This is less of a definitive answer than a musing about some seemingly underlying assumptions within the question. For the question itself Supercat has already given a near perfect answer. While it is of the typical kind where everyone know it's wrong, it does tick all boxes. I seriously would love to give it double points :)
Different Computer Classes
The most obvious issue with the question may be that it separates different 'classes' of computers - and more important implies important advancements made by them in prior. While it is true, that mainframes implemented many solutions first, they where still tied to their repertoire of tools - like command line operation on terminals in next to all cases. And even within the mainframe world solutions weren't developed for the fun of it, but when needed. Much like with minis and micros in parallel or later.
For example the AID facility of BS2000 (a /370ish OS) did already support quite complex interactive debugging in the early 80s. But all based on very cryptic command line arguments.
Need for more comfortable (I would prefer that term over 'advanced, which is more of a marketing blurb) debuggers grew out for one of more capable systems and more complex software, but more important due changes in software development. This includes especially the need to dive into large chunks of code generated by less then well known tools (compilers), imported from libraries or worst of all, inherited form prior developers.
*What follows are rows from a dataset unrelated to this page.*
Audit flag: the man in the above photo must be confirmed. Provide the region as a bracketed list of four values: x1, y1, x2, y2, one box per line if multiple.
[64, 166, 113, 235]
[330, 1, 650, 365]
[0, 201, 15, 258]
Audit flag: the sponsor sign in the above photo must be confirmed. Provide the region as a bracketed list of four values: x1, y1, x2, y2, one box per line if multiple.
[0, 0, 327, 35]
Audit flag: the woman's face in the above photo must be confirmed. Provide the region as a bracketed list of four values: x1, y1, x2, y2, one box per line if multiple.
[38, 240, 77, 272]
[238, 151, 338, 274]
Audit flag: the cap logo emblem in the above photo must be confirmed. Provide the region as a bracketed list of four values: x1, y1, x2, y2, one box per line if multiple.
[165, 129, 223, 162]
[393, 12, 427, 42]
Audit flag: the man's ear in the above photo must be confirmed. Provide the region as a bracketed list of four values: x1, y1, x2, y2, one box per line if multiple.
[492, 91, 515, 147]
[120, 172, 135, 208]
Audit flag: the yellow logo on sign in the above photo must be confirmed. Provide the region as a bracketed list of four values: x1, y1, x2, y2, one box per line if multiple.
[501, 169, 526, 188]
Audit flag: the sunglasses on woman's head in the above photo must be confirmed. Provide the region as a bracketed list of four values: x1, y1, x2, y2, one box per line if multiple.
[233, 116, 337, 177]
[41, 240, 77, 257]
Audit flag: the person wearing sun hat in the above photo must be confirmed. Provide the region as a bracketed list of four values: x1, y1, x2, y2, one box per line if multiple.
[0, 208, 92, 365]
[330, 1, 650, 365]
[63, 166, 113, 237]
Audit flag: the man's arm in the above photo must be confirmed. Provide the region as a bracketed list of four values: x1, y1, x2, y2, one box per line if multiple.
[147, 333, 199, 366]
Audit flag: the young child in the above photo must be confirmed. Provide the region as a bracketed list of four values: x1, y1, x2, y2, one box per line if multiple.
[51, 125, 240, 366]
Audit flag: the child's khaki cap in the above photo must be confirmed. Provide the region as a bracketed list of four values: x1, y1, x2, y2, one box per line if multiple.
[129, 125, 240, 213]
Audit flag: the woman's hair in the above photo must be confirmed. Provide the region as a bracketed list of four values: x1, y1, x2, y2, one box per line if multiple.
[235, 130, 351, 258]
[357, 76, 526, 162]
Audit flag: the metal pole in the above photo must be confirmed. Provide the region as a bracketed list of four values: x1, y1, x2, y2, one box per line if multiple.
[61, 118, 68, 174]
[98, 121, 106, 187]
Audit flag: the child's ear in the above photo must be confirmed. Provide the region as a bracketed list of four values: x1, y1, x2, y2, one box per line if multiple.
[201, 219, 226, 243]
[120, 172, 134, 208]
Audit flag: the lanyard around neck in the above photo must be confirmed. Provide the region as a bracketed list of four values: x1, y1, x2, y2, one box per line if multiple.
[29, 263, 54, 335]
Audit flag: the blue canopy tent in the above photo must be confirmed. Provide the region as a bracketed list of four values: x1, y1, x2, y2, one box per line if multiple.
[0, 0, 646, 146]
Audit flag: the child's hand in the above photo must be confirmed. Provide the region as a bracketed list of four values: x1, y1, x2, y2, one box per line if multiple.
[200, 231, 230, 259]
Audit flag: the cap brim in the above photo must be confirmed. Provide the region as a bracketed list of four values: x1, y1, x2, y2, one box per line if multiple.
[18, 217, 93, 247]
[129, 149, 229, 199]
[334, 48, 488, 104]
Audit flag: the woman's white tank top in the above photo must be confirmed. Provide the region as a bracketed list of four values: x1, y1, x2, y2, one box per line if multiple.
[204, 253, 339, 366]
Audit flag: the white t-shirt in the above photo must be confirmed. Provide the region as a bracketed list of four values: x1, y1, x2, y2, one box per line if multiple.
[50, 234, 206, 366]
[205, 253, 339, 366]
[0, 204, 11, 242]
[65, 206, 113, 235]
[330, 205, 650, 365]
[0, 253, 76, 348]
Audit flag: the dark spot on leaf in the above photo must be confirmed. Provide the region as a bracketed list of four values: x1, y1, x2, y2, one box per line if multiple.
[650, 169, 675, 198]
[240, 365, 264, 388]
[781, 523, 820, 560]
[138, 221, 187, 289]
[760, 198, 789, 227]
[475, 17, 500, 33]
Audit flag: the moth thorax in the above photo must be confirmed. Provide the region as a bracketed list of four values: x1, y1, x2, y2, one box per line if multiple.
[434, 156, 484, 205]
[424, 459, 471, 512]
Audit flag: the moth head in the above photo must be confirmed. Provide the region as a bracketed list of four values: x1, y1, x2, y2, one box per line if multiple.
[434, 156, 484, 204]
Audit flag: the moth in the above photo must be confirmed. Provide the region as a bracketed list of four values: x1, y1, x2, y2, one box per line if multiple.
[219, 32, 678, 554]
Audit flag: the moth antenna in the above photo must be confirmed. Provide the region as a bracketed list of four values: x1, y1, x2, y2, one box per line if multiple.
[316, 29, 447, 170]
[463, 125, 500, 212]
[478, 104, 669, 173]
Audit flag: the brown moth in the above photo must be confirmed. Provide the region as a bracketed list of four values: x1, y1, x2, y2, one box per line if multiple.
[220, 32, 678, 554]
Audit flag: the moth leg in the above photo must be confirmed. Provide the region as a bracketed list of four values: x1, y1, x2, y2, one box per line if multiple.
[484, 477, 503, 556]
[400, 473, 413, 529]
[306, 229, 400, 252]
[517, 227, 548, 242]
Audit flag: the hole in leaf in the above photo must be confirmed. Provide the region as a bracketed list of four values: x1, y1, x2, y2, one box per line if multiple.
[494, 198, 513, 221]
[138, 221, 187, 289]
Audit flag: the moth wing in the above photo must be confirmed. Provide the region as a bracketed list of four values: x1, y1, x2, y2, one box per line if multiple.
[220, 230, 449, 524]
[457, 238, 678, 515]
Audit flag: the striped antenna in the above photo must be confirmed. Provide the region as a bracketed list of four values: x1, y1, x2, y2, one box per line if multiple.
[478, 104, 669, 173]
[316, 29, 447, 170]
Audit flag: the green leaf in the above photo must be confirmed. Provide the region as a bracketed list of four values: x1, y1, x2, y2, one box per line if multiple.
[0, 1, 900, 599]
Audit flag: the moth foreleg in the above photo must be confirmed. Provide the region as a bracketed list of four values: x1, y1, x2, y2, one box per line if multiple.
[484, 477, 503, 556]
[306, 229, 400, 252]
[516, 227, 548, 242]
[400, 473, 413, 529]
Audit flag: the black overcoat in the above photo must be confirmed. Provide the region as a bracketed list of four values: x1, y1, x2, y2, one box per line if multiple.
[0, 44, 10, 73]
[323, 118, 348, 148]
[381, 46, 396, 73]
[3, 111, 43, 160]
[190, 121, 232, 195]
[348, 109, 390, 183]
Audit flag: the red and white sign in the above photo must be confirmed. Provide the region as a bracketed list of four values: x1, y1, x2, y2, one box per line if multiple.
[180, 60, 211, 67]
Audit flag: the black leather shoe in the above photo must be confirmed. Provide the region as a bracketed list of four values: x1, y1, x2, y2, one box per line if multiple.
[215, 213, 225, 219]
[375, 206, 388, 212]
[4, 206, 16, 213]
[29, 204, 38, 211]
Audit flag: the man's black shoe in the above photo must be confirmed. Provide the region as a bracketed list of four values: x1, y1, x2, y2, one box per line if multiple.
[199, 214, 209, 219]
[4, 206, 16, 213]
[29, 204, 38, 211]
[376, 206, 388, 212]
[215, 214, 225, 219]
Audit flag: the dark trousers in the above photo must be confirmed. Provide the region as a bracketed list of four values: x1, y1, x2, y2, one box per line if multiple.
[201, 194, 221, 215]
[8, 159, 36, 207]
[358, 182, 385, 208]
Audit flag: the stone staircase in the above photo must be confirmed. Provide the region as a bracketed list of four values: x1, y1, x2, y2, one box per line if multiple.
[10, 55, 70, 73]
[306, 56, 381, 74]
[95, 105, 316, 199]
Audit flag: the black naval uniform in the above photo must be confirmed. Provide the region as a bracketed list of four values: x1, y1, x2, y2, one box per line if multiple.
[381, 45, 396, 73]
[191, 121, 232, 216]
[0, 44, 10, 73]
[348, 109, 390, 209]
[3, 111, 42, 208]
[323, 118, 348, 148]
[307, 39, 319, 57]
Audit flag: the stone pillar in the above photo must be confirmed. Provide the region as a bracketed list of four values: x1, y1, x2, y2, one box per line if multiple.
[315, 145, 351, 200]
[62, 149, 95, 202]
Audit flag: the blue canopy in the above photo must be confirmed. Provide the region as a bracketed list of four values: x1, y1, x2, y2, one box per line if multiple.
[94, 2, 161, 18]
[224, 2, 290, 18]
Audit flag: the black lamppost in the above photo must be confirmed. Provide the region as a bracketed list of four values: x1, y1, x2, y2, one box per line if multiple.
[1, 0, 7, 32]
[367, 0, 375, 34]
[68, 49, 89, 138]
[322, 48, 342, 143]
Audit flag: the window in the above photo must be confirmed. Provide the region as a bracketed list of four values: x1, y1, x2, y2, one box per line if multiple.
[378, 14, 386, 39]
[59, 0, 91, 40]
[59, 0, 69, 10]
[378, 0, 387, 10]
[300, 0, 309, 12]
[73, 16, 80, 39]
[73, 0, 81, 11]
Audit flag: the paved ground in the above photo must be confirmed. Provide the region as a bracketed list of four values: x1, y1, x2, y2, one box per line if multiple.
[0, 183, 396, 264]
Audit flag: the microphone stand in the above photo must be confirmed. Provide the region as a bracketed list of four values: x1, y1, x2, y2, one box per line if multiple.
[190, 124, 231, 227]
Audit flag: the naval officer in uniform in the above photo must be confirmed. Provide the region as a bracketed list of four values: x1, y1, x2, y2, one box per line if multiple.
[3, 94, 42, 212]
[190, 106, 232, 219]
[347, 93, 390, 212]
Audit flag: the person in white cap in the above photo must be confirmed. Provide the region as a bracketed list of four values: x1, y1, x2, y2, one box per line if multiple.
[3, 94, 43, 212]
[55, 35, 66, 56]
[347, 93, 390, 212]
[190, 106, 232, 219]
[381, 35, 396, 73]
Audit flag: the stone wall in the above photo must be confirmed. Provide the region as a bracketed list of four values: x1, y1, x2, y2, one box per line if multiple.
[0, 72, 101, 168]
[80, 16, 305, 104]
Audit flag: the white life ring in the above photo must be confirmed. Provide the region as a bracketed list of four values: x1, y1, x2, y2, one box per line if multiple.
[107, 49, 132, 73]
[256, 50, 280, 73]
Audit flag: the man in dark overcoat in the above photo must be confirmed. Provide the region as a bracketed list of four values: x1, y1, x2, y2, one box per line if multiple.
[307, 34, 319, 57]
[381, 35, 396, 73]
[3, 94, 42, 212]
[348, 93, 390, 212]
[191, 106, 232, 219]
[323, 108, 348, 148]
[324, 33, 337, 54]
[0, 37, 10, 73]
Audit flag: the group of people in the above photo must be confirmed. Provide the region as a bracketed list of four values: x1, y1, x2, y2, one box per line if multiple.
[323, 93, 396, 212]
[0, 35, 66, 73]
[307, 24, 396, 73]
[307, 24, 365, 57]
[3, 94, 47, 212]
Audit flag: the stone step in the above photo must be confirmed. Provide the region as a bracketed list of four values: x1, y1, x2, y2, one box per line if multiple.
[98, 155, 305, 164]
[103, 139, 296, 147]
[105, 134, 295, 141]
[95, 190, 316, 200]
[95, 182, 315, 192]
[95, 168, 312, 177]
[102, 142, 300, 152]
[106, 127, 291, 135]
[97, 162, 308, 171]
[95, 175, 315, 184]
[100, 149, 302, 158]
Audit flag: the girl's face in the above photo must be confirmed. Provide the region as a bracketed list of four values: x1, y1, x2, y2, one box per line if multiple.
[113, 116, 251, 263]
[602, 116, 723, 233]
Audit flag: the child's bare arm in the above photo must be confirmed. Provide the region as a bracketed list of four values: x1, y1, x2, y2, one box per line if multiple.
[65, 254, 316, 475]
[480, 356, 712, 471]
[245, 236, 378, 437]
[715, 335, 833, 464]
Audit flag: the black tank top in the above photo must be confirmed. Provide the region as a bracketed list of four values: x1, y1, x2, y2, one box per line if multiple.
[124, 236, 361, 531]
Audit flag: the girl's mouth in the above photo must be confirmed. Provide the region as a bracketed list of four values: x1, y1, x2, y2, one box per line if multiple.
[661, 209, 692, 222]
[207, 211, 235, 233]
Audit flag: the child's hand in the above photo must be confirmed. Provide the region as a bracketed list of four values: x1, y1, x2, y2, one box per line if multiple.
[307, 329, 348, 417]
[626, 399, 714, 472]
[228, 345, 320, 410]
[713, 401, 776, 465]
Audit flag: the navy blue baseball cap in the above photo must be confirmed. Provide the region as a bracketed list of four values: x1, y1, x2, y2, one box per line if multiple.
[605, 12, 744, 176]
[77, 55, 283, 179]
This development happened independent of machine type or 'class'.
Source Level Debugging
Already early microcomputer systems offered basic debuggers that did go past all hex handling of Hex-Kits. For example the original Apple II Monitor included convenient single-stepping and breakpoints with disassembling the instructions. And with the introduction of disk drives and Assemblers many additional tools came to hand, including source level debuggers. That's the 1978..1980 time frame. Eventually with the ORCA system as a first plateau supporting very convenient Assembly as well as Pascal and C - noteworthy here, that is wasn't until the mid 1980s that C became a professional supported choice on Apple II (or similar) systems.
In general it was not only missing need, but more so missing capabilities of the systems in use that prevented the use of more comfortable features. To access join binary and source code the later needed to be at least indexed, a feature the quite limited memory of these systems could, if at all, only support for extreme small programs. Even more so if the source code had to be displayed. Impossible without multiple disk drives.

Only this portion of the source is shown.